René Caillié, Entretien avec un marabout Brakna, 1828

Le 4 novembre, le gendre de Mohammed Sidy Moctar vint au camp. Gomme il ne logeait pas chez son beau-père, je crus qu’ils étaient brouillés -.j’allai lui faire ma visite. Il me témoigna beaucoup d’amitié, et me fit nombre de questions sur la résolution que j’avais prise; il m’en félicita; puis il me dit qu’il craignait beaucoup que les chrétiens ne gardassent mes marchandises, ou bien que, si je retournais les chercher, ils ne me retinssent de force. Je m’empressai de détruire une erreur qui lui était suggérée par les principes mêmes de sa religion. Je l’assurai que les chrétiens me laisseraient toujours libre de mes actions ; et quant à mes marchandises, qu’elles étaient aussi en sûreté entre leurs mains qu’entre les miennes.
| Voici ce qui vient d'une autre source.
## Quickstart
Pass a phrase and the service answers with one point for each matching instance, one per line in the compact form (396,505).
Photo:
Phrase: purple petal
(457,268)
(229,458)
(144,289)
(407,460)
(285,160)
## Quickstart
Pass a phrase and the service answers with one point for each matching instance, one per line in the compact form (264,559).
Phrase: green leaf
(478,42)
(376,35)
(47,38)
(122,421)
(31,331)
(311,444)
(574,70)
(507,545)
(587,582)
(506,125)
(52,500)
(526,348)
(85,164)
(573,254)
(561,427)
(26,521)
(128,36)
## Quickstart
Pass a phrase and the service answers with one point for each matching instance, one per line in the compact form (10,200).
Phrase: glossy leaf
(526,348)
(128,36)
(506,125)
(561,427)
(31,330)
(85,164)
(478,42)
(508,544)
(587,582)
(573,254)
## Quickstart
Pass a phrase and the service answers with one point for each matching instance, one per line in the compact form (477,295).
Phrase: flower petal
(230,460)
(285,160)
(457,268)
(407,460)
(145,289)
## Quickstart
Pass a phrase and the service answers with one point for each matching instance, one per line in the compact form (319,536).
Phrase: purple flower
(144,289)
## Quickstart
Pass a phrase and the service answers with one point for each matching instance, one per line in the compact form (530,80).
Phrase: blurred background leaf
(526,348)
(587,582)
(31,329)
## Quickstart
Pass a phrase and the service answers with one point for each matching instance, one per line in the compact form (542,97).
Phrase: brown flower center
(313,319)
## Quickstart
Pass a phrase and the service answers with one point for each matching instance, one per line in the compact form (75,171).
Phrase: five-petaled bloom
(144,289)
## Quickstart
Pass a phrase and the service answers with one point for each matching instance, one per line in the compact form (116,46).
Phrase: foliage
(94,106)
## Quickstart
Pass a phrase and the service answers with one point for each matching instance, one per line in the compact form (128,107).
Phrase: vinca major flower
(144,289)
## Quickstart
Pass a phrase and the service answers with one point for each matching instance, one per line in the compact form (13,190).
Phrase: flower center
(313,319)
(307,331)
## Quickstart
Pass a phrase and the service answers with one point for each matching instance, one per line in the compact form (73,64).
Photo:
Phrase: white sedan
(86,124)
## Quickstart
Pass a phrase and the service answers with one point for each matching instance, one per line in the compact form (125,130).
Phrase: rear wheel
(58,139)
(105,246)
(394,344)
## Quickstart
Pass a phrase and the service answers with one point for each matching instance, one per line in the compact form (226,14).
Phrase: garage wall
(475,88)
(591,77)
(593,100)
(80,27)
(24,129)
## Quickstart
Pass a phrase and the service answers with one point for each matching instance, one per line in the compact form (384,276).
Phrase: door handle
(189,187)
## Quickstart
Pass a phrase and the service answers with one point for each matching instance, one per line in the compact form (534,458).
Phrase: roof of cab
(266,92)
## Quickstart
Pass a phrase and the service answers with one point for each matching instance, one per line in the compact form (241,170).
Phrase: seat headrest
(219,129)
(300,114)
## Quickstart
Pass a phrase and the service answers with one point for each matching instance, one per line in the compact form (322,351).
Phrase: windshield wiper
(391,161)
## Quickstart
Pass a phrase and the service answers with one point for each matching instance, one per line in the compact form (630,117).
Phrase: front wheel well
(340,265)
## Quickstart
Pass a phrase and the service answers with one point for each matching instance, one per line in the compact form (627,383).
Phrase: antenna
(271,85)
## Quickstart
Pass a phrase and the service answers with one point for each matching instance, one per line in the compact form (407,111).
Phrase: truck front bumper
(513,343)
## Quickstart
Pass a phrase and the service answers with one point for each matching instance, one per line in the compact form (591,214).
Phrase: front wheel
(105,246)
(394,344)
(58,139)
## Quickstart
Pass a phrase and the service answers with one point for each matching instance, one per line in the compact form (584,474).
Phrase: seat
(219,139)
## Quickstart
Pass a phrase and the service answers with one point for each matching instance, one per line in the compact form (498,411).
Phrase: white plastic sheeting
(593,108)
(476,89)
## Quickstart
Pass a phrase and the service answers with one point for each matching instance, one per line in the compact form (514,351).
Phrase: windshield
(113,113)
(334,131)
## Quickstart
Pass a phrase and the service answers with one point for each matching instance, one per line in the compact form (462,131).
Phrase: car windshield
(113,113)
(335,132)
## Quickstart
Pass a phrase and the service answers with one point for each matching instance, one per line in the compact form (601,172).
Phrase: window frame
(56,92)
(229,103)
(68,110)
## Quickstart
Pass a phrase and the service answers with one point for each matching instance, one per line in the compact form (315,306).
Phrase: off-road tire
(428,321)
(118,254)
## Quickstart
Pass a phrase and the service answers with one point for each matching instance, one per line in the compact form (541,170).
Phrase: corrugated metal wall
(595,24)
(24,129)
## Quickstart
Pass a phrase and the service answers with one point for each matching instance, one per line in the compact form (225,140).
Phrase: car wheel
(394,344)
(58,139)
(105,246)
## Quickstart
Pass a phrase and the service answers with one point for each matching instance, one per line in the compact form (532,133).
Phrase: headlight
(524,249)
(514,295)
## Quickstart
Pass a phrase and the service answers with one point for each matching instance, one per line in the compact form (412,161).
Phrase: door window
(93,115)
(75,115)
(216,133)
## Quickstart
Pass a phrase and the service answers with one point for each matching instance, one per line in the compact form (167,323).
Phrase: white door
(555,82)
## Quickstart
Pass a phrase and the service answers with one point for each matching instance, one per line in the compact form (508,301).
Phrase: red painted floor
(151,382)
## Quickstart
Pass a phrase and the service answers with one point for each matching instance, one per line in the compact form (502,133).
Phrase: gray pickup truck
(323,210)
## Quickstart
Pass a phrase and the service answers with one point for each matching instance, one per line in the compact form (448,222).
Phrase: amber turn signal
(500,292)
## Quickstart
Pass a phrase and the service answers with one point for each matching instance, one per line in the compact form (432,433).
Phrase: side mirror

« Les blancs, lui dis -je, ne volent personne; leurs lois punissent sévèrement ce crime, et ils rendraient justice au dernier musulman comme au premier des chrétiens ; ils sont égaux devant la loi. »

Je saisis cette circonstance pour lui demander pourquoi les musulmans tenaient envers les chrétiens une conduite aussi contraire à la religion; pourquoi, lorsqu’ils se hasardent à voyager chez eux pour affaires de commerce, ils les maltraitent ou les font esclaves, quoiqu’ils n’en reçoivent aucune insulte.

« Je ne crois pas, ajoutai-je, qu’un Dieu bon et miséricordieux approuve une pareille conduite. Si vous desirez la conversion des chrétiens, ce n’est qu’à force de relations, et en les surpassant en justice et en bonté, que les musulmans parviendront à les persuader, et non en les maltraitant. D’ailleurs, la majeure partie d’entre eux n’ont jamais entendu parler du prophète. Moi, je suis musulman, mais je n’approuverai jamais celui qui fait du mal à son semblable. »

Le marabout convint de la vérité de ce que je lui disais; mais il répondit qu’il était indigné de voir que quand un musulman parle du prophète à un chrétien, celui-ci lui rit au nez; qu’il n’y a que des infidèles qui puissent en agir de la sorte, et qu’il serait méritoire pour lui de le tuer, parce qu’alors ils iraient tous deux dans le ciel. J’eus intention d’entrer dans quelques détails sur la religion chrétienne ; mais je craignais de me laisser emporter trop loin par un zèle imprudent : je me contentai de lui dire que les chrétiens adoraient le même Dieu que les musulmans.

Oui, dit-il, je le sais : mais ils ne prient jamais; ils boivent du vin et de l’eau -de -vie, ce qui déplaît à Dieu ; enfin, de toutes les religions, celle de Mahomet est la seule qui lui soit agréable, et il condamne au feu éternel ceux qui ne la suivent pas. Il me demanda ensuite si je voulais faire le voyage de la Mecque ; je lui répondis que c’était le devoir de tout bon musulman, et que j’espérais bien m’en acquitter. Il me prit la main en me disant :

« C’est bon, Abd-allahi, vous aimez Dieu et le prophète. »

Ce fut Boubou -Fanfale qui nous servit d’interprète pendant cet entretien.